A religião católica, adotada pela esmagadora maioria da população, era ainda voltada às crenças locais, dando ênfase às festas comemorativas, nas quais aconteciam os encontros sociais.

E os espíritas, oriundos daquela gente, procuravam adaptar como podiam suas novas convicções àqueles costumes, para que não se mostrassem estranhos dentro da hospitaleira comunidade a que pertenciam.

Feitas estas observações voltemos ao encontro que tivemos com o Chico, nas condições previstas.

Desde sua chegada, uma multidão cercou o médium para cumprimentá-lo, conversar, fazer apresentações, tudo enfim, numa espécie de tumulto, que o deixou um tanto atordoado.

Mesmo assim, rodeado pelos amigos mais chegados e protegido mais de perto pela Espiritualidade, Chico, ao iniciar-se a reunião de inauguração, pediu-me que lesse e comentasse um trecho de O Evangelho Segundo o Espiritismo.

Contudo, não conseguíamos chamar a atenção do pessoal que extravasava o acanhado espaço do centro. Muitas pessoas, desligadas do que se passava, principalmente aquelas do lado de fora, continuavam a prosear.

Sem podermos dar início à leitura, subimos numa cadeira e ficamos aguardando o silêncio que não se fazia. Chico então resolveu, ele mesmo, subir na cadeira para tornar-se visível à maioria dos presentes.
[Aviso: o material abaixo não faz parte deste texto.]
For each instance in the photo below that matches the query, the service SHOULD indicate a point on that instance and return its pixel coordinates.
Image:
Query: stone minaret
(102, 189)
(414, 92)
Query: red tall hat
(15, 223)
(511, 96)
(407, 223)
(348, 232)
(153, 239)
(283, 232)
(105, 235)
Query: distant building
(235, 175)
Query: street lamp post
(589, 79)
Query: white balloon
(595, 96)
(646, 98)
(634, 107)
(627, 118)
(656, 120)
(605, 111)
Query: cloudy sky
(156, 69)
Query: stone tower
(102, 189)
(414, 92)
O interessante e emocionante veio a seguir:

Olhando a multidão com seu magnetismo sublimado, ele começou:

— Meus amigos, estamos reunidos nesta noite (as conversas foram diminuindo) porque temos saudades de Jesus!…

Pairou sobre o ambiente poderosa e indescritível vibração, que a todos comoveu.

O fenômeno lembrava as narrativas das primeiras reuniões cristãs, em que a voz dos pregadores era ouvida por todos, ajudados que eram pelos espíritos que se utilizavam da mediunidade de efeitos físicos através daqueles que a possuíam.

Algo semelhante acontecera naquela noite em Iturama.

Depois da breve saudação, houve um momento propício à psicografia. No ambiente, que se mantinha em silêncio, Chico recebeu um poema, leu-o, e em seguida entregou-o a Dona Carmelita.

Maria Dolores assinara a página recebida, dando-lhe o título de “Luz no Caminho”, em alusão ao nome do centro que estava sendo inaugurado.

Uma enorme fila se formara para os abraços individuais ao médium.

Cada pessoa que o cumprimentava recebia uma rosa.

Muitos maços haviam sido providenciados, porém, como não bastassem, os moradores começaram a trazer flores cortadas de suas latadas e arbustos. Até palmas foram retiradas de coqueiros para que ninguém ficasse sem uma lembrança das mãos do médium naquela inesquecível e cálida noite de verão.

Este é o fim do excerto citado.